Казалось ей, что фургон огромен, что пыльные столбики света несут прохладу и волю, что окна — бриллианты, что скаф — прекрасен, желанен, что скорость — свобода, что все можно, и никто не в состоянии возражать. Казалось ей, что фургон наполнен невидимыми людьми, добрыми и влюбленными, и не желающими мешать, о, какими людьми!
— Бежим, я сказала. Встань. Оторвись от кресла.
— Но…
— Встань, скаф!
Она сошла с ума, она сошла с ума, она сошла с ума!
Мерзкое, недоразвитое лицо, лишенное подбородка.

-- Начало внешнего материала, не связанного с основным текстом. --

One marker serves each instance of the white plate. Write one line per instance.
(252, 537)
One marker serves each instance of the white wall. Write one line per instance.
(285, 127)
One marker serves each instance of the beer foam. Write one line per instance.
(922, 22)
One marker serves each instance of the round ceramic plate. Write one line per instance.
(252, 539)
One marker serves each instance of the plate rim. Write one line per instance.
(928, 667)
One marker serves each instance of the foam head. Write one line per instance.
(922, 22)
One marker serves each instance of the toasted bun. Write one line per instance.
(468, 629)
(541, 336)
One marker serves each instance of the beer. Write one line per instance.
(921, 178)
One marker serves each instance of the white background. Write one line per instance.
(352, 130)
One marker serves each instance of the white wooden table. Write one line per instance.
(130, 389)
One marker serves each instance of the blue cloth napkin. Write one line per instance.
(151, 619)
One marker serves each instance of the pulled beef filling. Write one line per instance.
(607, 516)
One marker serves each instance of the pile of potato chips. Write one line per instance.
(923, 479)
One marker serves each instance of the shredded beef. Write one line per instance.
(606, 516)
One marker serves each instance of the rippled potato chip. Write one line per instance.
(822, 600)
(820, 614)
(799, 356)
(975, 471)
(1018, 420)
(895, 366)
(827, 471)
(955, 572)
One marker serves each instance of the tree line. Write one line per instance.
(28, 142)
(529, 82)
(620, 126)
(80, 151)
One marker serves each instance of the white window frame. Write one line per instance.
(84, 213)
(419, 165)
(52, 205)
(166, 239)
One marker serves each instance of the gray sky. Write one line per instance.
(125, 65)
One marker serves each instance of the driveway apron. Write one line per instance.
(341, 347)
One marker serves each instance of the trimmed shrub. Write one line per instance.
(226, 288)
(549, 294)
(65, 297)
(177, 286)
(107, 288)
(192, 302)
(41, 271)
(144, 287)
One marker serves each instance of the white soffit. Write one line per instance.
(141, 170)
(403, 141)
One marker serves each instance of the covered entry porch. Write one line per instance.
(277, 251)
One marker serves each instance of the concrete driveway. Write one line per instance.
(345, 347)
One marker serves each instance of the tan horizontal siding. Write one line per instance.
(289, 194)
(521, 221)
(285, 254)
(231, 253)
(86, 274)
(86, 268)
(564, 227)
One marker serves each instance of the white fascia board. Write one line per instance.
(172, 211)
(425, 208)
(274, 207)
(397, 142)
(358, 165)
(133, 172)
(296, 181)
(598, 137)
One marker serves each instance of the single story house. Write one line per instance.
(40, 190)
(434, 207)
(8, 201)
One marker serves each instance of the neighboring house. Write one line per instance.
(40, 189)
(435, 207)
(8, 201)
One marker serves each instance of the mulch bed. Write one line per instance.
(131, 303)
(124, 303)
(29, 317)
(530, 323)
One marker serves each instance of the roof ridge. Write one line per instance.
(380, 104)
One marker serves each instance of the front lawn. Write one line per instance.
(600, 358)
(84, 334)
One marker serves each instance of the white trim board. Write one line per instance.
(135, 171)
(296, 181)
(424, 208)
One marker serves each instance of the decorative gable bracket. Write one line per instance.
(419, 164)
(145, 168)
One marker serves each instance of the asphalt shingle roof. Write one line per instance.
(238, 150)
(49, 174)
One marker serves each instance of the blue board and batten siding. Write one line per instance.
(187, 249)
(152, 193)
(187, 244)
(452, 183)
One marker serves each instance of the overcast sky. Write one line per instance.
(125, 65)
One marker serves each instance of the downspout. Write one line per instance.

— Извините, вы совсем не так меня поняли. Я вовсе не имел в виду бежать, когда… Иначе зачем же… Да и захваты не так-то просто сломать.
— Тебя убьют, я вижу, тебя убьют. Я не хочу, чтобы тебя убили. Я знаю, куда мы с тобой пойдем. Долго будут искать.
— Но мне не нужно бежать, зачем? Там, по крайней мере, будут условия…
— Мы запремся и никого не будем впускать.
— Но зачем? Зачем? (Уродливая старуха с переломанными костями, перекошенная от боли и злобы, летит прямо на машину, а Дайра на дверце, извивается.)
Сила в голосе женщины, непреоборимая сила.
— Поймите, ничего хорошего нас там не ждет. Ничего мы не теряем с этими захватами.
— Я хочу жить! Я хочу жить там, где жила, пойми, скаф, пойми, помоги мне бежать. Меня никто не любил.
— Меня много любили (два раза, подумал Хаяни) и проклинали за то, что любят. Что хорошего в этой любви? А там присмотр, врачи, полное развитие способностей, да я просто уверен, что болезнь далеко не пойдет, я статистику видел. Там свобода. Лицо женщины, что называется, пылало, и верхняя его половина была прекрасной. Ну просто глаз не отвести.
— Говори, скаф, говори! Так хорошо слышать твой голос. Все тело ее напряглось, выгнулось, плечи перекосились. Кресло под ней скрипнуло. Красное лицо в поту и слезах.
— Что… что вы делаете?
— Ты… говори… — Она рванулась изо всех сил, но захваты не поддавались. По два на каждую руку и ногу. — Ох, скаф, ну как же мне нужно выбраться отсюда!
— Не мучь, не калечь себя, ты все равно больная, все от тебя шарахаться будут. Нет больше того места, где тебя ждут.